I recently watched and thoroughly enjoyed all 13 episodes of Netflix’s new women-in-prison drama, Orange is the New Black based on Piper Kerman’s book about her time in federal prison. I thought the many characters were richly portrayed, the well-written episodes were compelling and dramatic, and the series focused on many of the issues that plague incarcerated females.
I also greatly enjoyed the first two seasons of the excellent British incarcerated women series Bad Girls. You can see the powerful 10-episode first season on Netflix, and many scenes are free on YouTube. There have been 106 episodes broadcast in Britain from 1999 to 2006. The series features 50 disparate female characters. A stage musical version ran briefly in 2007 and is available on DVD. Bad Girls won 10 major British awards, including Most Popular Drama, Best Loved Drama, three Best Actresses and a Best Actor. In Britain, population 60 million, several episodes attracted more than 9 million viewers. It has aired in many countries, including Montenegro, Finland, New Zealand and Georgia. It has been reported that Oscar winner Alan Ball (American Beauty, Six Feet Under) is adapting an American version of Bad Girls for HBO.
In the American series, Orange is the New Black, there were many minority and lesbian characters, an elderly prisoner and even a transgendered inmate. Both series dealt with mental illness, drug abuse, chronic disease, prison rape, sex for favors, abusive and manipulative guards and other pressing issues. Bad Girls dramatized prison pregnancy and childbirth. Both series have mother and daughter prisoners.
In the first harrowing season of Bad Girls, a pregnant prisoner miscarries in her cell, an inmate is viciously strip-searched by fellow prisoners for concealed drugs, and bullying drives another prisoner to suicide.
Both series dramatize that women’s prisons are terrible, often inhuman places. In 37 U.S. states, today, women can still be shackled during labor and delivery.
According to the Women’s Prison Association
The female prison population has soared by 835 percent over the last 30 years, while the male prison population rose by 416 percent. More than two-thirds of women in prison are convicted of nonviolent offences, such as drug-related crimes.
In 2008, 93 of every 100,000 white women were incarcerated, while 349 of every 100,000 black women and 147 of every 100,000 Hispanic women were. Fifty-one percent of women in prison are aged 30 to 44.

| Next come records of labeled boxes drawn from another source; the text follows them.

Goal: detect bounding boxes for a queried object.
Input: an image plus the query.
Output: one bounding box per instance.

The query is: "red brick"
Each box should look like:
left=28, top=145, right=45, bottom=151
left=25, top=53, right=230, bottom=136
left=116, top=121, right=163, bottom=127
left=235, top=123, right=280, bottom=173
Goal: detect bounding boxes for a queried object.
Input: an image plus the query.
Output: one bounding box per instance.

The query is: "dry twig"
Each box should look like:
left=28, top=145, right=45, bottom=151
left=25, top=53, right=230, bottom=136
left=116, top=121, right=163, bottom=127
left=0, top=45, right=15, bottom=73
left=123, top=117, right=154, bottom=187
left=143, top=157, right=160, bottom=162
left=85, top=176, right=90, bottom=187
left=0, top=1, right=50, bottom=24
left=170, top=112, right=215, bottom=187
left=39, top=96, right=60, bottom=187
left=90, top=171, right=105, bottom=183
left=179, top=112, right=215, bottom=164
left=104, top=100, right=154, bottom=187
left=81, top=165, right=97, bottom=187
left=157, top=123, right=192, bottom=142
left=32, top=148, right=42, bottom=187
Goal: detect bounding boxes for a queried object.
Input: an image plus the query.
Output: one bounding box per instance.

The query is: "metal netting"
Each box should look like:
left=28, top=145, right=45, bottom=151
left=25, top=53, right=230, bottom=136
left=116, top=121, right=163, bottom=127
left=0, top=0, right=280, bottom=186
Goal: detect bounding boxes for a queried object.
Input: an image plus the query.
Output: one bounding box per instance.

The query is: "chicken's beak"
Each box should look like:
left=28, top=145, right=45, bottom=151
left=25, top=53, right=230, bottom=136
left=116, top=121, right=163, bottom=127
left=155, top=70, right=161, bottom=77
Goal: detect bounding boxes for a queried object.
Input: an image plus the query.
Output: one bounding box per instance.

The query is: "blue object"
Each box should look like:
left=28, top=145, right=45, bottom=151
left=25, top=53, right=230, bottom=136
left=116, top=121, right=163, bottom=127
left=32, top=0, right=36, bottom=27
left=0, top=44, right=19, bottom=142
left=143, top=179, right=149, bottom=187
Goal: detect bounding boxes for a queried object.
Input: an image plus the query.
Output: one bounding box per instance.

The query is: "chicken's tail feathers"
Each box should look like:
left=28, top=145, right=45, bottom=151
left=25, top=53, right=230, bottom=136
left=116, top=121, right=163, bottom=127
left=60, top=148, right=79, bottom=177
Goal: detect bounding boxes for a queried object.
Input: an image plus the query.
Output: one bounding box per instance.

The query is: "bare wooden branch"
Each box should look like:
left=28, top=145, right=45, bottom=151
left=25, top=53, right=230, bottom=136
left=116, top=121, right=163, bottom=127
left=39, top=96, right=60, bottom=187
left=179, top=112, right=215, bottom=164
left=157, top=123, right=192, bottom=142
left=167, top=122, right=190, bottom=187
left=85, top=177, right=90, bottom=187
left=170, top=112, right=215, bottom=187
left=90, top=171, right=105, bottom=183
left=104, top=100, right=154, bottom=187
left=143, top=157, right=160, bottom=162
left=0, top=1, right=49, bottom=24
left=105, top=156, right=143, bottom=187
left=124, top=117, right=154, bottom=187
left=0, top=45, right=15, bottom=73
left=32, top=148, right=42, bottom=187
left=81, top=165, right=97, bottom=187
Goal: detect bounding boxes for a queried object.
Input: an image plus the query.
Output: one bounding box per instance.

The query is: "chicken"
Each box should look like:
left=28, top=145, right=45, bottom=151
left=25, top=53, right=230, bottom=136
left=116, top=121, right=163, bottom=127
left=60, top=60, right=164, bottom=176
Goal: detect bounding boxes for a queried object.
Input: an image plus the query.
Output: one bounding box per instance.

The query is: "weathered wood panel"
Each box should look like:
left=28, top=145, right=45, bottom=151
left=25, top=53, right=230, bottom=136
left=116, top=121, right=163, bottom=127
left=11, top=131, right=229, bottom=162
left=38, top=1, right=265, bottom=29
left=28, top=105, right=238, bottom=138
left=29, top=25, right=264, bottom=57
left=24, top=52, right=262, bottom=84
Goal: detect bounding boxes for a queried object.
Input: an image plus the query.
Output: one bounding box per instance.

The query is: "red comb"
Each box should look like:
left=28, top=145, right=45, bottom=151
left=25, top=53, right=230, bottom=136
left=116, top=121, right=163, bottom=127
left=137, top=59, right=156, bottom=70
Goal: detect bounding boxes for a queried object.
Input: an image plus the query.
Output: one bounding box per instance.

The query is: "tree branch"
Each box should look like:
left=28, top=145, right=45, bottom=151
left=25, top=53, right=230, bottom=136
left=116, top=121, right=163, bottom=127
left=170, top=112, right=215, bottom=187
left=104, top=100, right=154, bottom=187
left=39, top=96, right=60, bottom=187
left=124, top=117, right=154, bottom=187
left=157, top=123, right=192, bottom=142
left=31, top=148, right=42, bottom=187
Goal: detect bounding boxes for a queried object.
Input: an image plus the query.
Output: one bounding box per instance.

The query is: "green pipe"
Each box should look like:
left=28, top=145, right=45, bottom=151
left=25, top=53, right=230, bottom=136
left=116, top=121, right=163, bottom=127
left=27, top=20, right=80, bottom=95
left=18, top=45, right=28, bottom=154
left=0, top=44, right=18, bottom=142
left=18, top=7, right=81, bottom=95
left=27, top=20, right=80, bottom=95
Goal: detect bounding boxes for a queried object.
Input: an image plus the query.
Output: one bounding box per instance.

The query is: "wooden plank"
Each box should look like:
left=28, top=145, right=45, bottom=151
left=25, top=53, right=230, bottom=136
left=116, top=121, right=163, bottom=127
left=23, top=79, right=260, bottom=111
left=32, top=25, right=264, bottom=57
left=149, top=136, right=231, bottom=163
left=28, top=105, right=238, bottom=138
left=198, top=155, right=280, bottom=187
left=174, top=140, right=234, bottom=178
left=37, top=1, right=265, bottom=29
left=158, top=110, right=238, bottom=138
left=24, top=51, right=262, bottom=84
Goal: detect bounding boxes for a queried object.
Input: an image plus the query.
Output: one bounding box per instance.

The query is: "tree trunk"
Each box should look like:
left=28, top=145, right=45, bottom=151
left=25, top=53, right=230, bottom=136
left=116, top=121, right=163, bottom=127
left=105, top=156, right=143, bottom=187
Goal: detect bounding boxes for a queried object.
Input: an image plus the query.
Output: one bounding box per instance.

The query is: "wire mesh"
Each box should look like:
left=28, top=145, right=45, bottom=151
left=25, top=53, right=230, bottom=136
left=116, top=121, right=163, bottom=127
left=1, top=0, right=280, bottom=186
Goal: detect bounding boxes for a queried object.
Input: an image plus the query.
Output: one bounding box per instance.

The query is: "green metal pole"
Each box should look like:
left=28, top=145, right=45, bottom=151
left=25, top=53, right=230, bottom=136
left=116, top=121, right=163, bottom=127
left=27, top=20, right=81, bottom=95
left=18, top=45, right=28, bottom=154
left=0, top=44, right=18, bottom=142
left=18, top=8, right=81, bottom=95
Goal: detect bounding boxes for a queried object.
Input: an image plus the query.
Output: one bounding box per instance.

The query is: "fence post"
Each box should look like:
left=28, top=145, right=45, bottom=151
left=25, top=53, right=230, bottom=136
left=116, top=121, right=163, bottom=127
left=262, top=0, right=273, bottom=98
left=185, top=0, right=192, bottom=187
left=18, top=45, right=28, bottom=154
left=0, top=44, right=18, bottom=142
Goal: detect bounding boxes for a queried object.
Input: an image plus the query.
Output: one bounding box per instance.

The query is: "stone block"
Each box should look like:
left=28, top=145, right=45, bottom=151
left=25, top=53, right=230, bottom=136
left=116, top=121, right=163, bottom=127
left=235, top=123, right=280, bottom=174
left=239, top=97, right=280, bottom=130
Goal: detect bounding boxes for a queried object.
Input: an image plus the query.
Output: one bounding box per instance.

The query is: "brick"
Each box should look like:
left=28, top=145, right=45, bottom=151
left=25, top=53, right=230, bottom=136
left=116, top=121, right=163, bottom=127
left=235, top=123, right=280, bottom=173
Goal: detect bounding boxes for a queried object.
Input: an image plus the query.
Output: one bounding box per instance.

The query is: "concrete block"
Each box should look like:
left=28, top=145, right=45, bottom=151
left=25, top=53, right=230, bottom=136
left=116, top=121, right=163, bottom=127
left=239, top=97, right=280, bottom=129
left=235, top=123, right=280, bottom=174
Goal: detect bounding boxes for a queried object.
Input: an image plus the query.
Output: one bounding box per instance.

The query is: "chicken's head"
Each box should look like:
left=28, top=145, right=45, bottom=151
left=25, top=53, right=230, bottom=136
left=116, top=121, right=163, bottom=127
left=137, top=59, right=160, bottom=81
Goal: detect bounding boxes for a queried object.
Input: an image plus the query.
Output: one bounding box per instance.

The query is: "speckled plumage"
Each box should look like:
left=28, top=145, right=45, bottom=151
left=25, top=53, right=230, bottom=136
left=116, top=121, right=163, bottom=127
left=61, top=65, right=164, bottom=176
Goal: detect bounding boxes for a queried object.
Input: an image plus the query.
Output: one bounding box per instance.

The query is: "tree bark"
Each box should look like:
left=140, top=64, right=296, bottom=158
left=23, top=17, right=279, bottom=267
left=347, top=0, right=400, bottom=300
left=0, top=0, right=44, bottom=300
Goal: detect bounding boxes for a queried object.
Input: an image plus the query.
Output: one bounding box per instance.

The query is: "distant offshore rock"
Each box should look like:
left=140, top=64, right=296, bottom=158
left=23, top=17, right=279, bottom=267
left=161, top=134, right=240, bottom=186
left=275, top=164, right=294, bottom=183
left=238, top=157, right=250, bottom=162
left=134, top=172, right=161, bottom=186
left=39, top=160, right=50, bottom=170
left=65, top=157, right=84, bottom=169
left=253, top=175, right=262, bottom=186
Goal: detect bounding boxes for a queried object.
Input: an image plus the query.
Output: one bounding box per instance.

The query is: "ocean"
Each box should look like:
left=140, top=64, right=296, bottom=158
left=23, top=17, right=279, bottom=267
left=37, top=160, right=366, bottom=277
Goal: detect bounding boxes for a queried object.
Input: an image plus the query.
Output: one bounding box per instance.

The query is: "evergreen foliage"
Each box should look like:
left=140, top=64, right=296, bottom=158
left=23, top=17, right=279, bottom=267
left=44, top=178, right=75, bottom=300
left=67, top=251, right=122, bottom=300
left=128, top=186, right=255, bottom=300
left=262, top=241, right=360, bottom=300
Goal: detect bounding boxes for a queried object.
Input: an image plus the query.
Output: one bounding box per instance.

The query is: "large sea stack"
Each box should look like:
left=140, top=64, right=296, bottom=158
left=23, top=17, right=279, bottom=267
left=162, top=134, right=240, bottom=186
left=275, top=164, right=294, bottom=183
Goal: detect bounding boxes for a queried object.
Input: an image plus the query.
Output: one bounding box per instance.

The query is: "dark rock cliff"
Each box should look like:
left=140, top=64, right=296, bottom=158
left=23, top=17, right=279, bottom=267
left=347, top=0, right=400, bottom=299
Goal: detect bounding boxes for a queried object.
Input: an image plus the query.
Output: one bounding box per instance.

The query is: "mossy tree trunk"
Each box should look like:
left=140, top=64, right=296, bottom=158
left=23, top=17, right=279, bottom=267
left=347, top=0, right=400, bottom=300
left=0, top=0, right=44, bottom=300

Women in prison face challenges different than those faced by men in prison, and female incarceration tends to treat the sentence inflexibly. For women, sentence is a sentence, whether or not there are children waiting for the mother outside.
According to The Sentencing Project, Oklahoma incarcerates more women per capita than any other state, with 130 out of every 100,000 women in prison, whereas Maine locks up only 21.
Women in prison (59 percent) are more likely than are men (43 percent) to have chronic and/or communicable medical problems (including HIV, Hepatitis C and sexually transmitted diseases). Nearly three-quarters (73 percent) of women in state prisons in 2004 had symptoms of a current mental health problem.
Finally, Carole Seligman, office manager of Prison Radio, a production studio aiming to challenge unjust incarceration practices, said:
This country is notorious for not granting compassionate release to prisoners with terminal illnesses who are elderly and are dying and denied to die at home.